I don't get it either, given the increase in heroin and prescription-drug addiction in New Jersey, particularly among the young.

As my colleague Barbara Boyer reported Tuesday, experts from the New Jersey Council on Alcoholism and Drug Abuse and other organizations believe the state must expand the availability of treatment to combat what they describe, accurately, as an epidemic.

Nevertheless, addicts are often viewed as weak or bad people. Not as sick people.

To his credit, Christie has been unequivocal in asserting that addiction should be treated as a disease. Which it is.

His administration is phasing in a program to provide mandatory rehabilitation treatment for low-level offenders who also are addicts.
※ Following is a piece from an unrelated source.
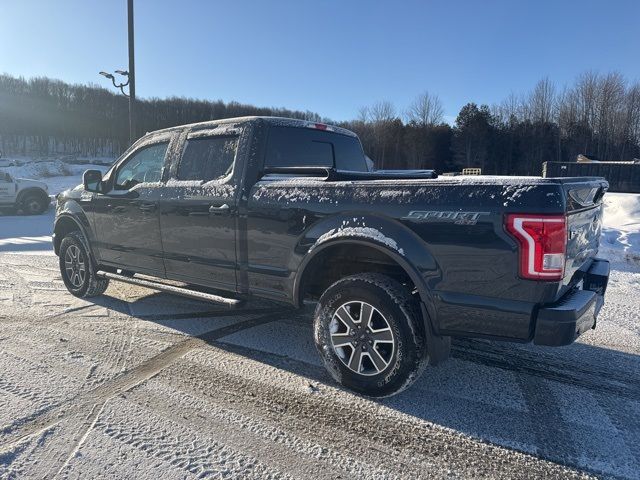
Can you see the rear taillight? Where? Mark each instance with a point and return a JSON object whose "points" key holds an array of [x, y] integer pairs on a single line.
{"points": [[543, 244]]}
All of which makes the governor's veto even more inexplicable to people like Kathleen "Kass" Foster, a National Park resident who lost a son to heroin and founded Parent-to-Parent, a support and advocacy group.

"Christie is doing the wrong thing," Foster says. "In the 18 months they're doing the study, more people will be buried."

Treatment does work; recovery from addiction (not just to drugs, but to booze, food, other delights) is always possible.

It's not easy, but it can be done. Trust me on that one.

Addicted people need help. They also need to take responsibility for their mistakes, and for their lives.

But they can't do that if they're dead.